Miners are living on borrowed time in Australia

Low prospects for growth in Australia and declining commodity prices will likely result in an exodus of mining investment and talent to emerging markets.

Brace yourselves: the miners are going.

Now that I have your attention, I don’t mean that sometime in the next one to three years there will be no mining activity whatsoever in Australia. But if conditions don’t improve for the sector, there’s a real possibility for increased mine closures across the country and a further exodus of mining investment and talent to other emerging markets.

The basis of this observation is the very pessimistic outlook given by 60 leading miners in Newport Consulting’s latest Mining Business Outlook report. Of the leaders interviewed, 93 per cent said that the prospects for growth in the sector over the next one to two years are extremely low or not likely at all. More significantly, 68 per cent cited the following as factors for their pessimism:

1.       Low commodity prices

2.       Low levels of demand

3.       An overly restrictive regulatory and bureaucratic environment.

The major concern is that the resources industry has little control over these factors. They’re responding to the difficult market conditions they face but not saying a lot about what measures they are taking to overcome such challenges.
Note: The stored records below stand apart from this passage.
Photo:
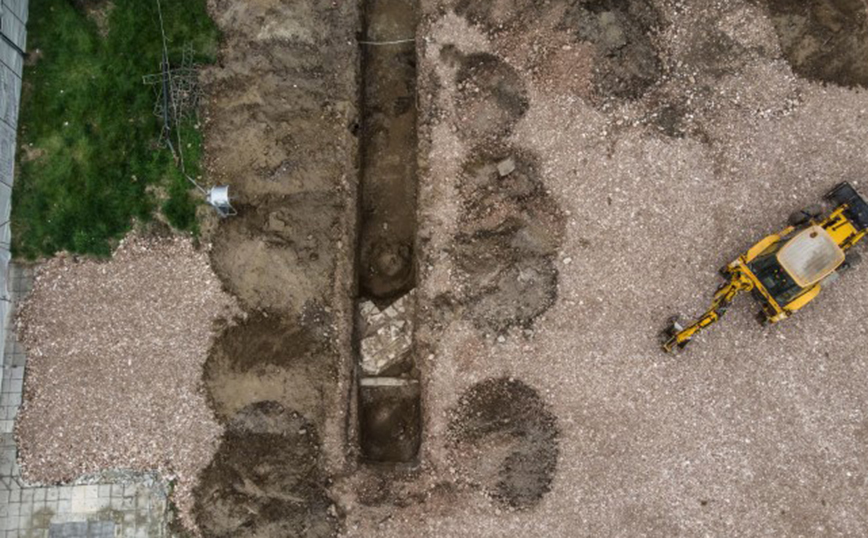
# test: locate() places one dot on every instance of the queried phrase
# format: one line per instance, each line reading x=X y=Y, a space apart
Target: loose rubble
x=115 y=354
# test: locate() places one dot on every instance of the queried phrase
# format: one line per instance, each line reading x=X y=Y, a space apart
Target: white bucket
x=218 y=198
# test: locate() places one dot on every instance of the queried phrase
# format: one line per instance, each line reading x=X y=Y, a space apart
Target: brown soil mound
x=506 y=440
x=277 y=255
x=267 y=358
x=621 y=30
x=510 y=231
x=284 y=494
x=491 y=96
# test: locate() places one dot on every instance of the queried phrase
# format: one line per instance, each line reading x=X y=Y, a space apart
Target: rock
x=386 y=335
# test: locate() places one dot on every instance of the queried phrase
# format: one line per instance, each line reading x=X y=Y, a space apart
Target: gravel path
x=115 y=352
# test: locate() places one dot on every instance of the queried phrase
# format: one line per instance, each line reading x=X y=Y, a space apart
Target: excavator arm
x=678 y=336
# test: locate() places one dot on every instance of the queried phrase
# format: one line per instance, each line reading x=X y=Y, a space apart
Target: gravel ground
x=752 y=431
x=115 y=352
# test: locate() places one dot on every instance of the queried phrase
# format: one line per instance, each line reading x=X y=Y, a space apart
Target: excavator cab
x=786 y=271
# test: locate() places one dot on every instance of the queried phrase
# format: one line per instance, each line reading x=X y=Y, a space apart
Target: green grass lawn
x=88 y=137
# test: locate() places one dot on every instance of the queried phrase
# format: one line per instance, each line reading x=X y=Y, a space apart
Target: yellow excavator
x=785 y=271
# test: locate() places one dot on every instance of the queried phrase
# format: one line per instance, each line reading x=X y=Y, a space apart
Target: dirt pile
x=282 y=494
x=825 y=40
x=505 y=441
x=280 y=130
x=621 y=31
x=277 y=254
x=269 y=358
x=491 y=97
x=510 y=231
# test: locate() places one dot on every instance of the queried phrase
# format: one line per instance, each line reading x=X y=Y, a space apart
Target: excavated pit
x=389 y=398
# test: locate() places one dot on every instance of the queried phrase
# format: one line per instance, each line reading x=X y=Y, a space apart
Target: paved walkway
x=129 y=507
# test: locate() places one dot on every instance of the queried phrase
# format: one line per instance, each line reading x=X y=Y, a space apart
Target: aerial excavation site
x=433 y=268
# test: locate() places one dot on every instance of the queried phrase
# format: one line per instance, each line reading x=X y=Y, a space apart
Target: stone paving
x=123 y=506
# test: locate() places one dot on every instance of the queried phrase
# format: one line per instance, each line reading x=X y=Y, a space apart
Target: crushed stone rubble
x=115 y=352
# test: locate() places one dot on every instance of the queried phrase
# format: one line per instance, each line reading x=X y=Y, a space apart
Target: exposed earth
x=582 y=169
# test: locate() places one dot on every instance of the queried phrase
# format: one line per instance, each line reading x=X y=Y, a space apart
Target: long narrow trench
x=389 y=396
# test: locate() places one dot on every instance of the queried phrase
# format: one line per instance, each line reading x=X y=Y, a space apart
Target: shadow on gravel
x=824 y=40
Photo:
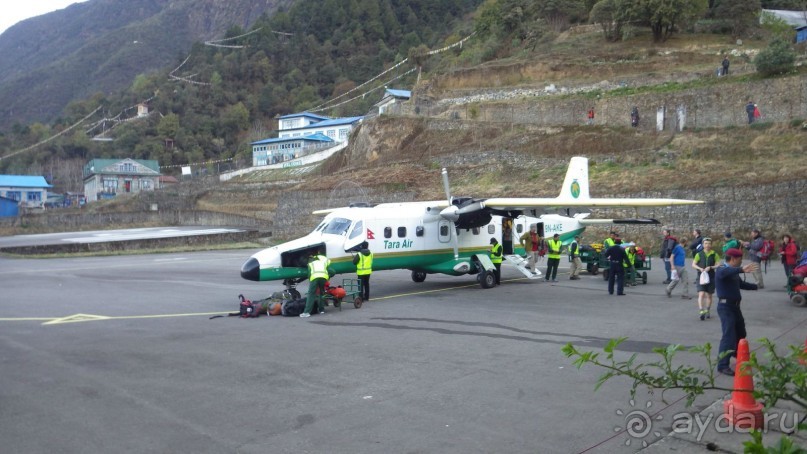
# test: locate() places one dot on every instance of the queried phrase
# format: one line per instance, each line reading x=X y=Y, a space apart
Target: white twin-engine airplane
x=449 y=237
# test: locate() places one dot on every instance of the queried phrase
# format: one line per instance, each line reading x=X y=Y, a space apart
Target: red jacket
x=788 y=253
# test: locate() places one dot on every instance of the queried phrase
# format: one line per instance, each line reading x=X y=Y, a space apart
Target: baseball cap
x=734 y=252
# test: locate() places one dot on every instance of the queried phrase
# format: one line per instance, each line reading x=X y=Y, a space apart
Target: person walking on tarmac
x=732 y=323
x=616 y=257
x=678 y=259
x=574 y=254
x=531 y=242
x=496 y=257
x=553 y=257
x=317 y=275
x=610 y=241
x=364 y=268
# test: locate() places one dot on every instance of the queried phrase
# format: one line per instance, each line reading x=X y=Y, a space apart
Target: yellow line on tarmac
x=76 y=318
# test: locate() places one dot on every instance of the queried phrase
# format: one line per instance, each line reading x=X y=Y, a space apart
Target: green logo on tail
x=575 y=189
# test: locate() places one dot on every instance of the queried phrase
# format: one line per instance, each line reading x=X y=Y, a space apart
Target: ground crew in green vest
x=364 y=268
x=496 y=257
x=610 y=241
x=553 y=257
x=317 y=275
x=630 y=266
x=574 y=255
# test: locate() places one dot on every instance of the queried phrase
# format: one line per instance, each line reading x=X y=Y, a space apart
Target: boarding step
x=521 y=265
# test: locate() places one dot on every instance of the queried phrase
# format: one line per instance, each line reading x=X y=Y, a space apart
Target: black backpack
x=293 y=308
x=248 y=309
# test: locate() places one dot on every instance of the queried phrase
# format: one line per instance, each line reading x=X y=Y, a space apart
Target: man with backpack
x=730 y=243
x=667 y=245
x=755 y=253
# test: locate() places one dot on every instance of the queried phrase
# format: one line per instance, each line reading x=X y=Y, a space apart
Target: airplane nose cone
x=251 y=270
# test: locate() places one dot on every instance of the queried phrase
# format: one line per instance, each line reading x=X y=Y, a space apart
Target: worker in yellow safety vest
x=364 y=268
x=553 y=257
x=496 y=257
x=318 y=265
x=630 y=270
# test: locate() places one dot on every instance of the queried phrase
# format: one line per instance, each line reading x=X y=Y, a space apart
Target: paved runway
x=106 y=236
x=118 y=354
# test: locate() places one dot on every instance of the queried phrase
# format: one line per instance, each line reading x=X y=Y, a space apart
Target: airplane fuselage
x=402 y=236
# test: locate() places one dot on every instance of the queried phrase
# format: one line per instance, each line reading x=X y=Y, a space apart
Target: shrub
x=777 y=58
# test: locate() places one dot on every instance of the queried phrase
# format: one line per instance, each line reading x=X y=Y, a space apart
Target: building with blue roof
x=107 y=178
x=26 y=190
x=300 y=134
x=391 y=98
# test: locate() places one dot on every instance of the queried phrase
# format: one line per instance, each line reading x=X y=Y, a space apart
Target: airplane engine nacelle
x=473 y=219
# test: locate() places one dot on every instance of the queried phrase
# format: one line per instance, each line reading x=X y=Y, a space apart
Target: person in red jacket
x=788 y=251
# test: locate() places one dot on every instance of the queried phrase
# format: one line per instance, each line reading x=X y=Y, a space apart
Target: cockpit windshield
x=335 y=226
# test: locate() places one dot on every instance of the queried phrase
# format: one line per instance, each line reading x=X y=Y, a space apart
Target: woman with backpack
x=789 y=252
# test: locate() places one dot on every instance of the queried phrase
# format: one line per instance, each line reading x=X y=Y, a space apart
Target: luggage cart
x=641 y=267
x=353 y=291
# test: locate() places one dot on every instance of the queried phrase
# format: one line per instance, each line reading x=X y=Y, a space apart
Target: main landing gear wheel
x=418 y=276
x=487 y=279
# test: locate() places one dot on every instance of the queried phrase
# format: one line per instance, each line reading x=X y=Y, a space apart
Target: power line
x=53 y=136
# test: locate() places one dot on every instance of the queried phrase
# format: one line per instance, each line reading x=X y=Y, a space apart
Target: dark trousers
x=365 y=287
x=316 y=295
x=733 y=325
x=552 y=269
x=616 y=273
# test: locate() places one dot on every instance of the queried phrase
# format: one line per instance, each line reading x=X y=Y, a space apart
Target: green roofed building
x=107 y=178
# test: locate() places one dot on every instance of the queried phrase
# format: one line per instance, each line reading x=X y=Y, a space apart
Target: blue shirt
x=679 y=255
x=728 y=283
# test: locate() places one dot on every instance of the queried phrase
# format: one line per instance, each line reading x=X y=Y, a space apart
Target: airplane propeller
x=451 y=213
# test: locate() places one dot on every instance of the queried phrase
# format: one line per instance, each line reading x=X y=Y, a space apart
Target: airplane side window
x=357 y=230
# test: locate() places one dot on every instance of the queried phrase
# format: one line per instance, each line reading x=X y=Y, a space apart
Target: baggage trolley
x=353 y=292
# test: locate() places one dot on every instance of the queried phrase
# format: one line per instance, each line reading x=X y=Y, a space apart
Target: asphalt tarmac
x=118 y=354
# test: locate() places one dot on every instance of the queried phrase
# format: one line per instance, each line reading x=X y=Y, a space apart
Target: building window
x=110 y=185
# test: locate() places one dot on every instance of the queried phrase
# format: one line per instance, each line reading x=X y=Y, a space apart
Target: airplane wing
x=500 y=203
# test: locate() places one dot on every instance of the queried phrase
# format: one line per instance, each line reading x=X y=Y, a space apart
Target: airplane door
x=357 y=236
x=507 y=236
x=444 y=229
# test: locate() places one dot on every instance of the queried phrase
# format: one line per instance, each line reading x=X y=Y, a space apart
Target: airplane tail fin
x=575 y=185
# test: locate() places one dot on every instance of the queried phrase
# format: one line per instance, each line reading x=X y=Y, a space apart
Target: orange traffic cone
x=742 y=410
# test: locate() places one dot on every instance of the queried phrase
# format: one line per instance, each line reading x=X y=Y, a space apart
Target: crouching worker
x=317 y=275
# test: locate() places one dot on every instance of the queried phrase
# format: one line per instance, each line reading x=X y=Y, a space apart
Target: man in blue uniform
x=728 y=285
x=617 y=259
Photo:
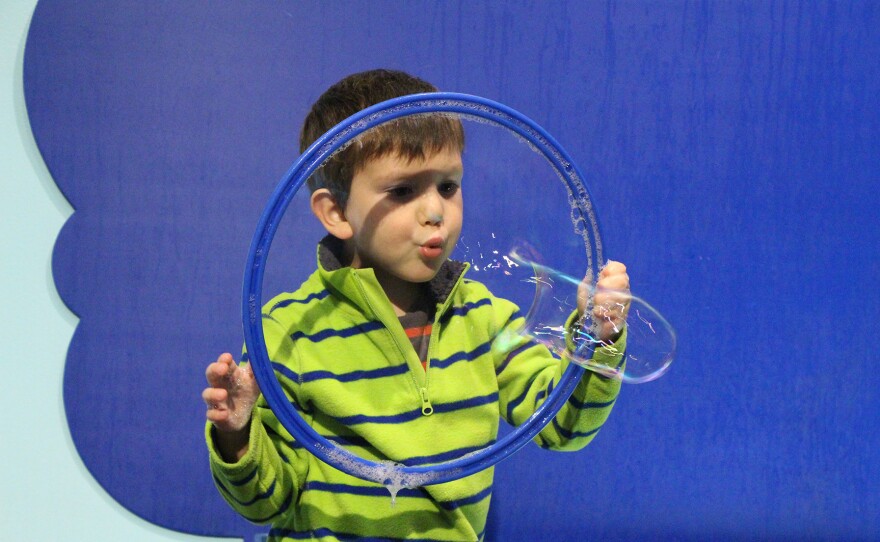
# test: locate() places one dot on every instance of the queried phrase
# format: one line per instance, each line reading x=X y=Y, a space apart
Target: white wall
x=46 y=492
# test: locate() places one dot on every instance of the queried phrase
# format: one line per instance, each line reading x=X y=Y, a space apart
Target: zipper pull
x=427 y=409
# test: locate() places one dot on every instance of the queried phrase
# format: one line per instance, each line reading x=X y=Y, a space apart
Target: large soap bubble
x=555 y=214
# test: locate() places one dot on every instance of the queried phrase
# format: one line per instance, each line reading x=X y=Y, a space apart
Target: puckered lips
x=432 y=248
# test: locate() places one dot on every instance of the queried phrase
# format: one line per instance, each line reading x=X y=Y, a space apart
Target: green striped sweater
x=343 y=357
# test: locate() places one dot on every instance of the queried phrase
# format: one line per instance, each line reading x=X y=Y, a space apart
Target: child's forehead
x=396 y=164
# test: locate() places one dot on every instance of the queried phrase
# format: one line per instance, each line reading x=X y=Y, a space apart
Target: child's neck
x=405 y=296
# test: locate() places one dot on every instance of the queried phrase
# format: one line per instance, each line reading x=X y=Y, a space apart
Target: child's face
x=405 y=216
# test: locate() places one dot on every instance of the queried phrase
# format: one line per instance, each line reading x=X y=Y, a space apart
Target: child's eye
x=401 y=192
x=449 y=188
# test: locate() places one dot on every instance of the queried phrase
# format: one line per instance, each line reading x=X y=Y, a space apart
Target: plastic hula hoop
x=464 y=106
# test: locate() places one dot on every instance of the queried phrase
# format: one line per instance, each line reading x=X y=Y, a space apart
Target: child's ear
x=331 y=214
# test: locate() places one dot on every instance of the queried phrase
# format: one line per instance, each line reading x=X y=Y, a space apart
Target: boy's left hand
x=610 y=301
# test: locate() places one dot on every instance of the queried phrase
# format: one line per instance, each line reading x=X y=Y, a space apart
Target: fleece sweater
x=343 y=358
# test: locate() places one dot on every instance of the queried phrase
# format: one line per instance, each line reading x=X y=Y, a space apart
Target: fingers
x=611 y=300
x=220 y=370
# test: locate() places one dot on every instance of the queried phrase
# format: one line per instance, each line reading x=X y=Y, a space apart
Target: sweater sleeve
x=528 y=373
x=264 y=484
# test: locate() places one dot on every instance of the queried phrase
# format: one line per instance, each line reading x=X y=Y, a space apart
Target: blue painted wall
x=731 y=151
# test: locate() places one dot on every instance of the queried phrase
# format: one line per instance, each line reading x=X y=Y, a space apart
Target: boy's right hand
x=231 y=394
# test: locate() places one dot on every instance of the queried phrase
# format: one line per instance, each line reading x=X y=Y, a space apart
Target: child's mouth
x=432 y=249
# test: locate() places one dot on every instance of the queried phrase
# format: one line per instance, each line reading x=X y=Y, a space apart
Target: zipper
x=427 y=409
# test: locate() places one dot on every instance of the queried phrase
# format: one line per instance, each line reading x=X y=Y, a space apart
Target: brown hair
x=409 y=137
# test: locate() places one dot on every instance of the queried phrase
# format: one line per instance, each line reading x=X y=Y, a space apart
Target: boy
x=386 y=349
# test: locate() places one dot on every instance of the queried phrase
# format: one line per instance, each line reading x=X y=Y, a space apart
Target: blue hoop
x=462 y=105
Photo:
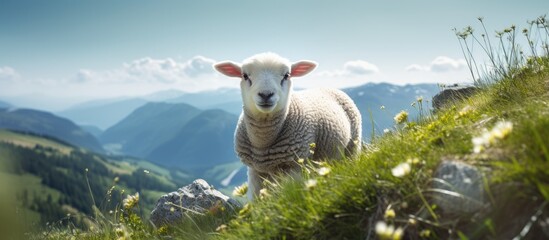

Any business that needs better prices or more sales in order to survive is on borrowed time, and though the miners are not yet shouting it to anyone who will listen, they are beginning to behave in a similar way.  From the data in the report, as well as my own daily interaction with the mining sector, it’s clear that two major trends are emerging.

Firstly, large investments that take about 10 years to develop are taking longer and are now going overseas. It’s easy to lose sight of this as the event itself is over 10 years away.  Some may dismiss it as the competitive advantage of low-wage economies or lower input costs, both of which are true. But when miners are required to employ hundreds of people to construct buildings to meet the statutory reporting requirements of federal and state governments, which in turn want to head off all those who have suddenly become experts on why fracking is destroying the planet, you can understand a board member looking at the proposal and thinking: “Wouldn’t this go a lot better in Brazil?”

Secondly, many mines, particularly thermal coal, are unprofitable at today’s commodity prices and the outlook for prices to recover is quite low. With the natural gas revolution in the US shifting local energy generation away from coal, US exports of coal have doubled in the past five years, depressing world markets and putting pressure on local producers. 

On top of this, there is the urgent action the Chinese leadership has committed to in order to reduce air pollution in the country’s large industrial cities -- though this is offset by the major investment India is making in coal fired power. These factors have depressed thermal coal prices and there is little optimism they will improve any time soon. There is a real possibility that more than a few mines will close, causing acute pain to regional towns that they support. The ‘take or pay’ contracts that committed miners to set volumes each year are regularly re-negotiated and a reduction in volumes in those transport contracts is likely.

Government regulation and bureaucracy have become impediments to the resources sector to the extent that few politicians are willing to spend political capital supporting mining ventures that vocal opponents get plenty of media time to criticise. The miners are committed to high environmental standards and are willing to change what they do to contribute to the economic and environmental wellbeing of the country and the planet.

But if society takes the view that not having a mining industry is the best way to go, miners have international options and can go elsewhere.

David Hand is the managing director of Newport Consulting.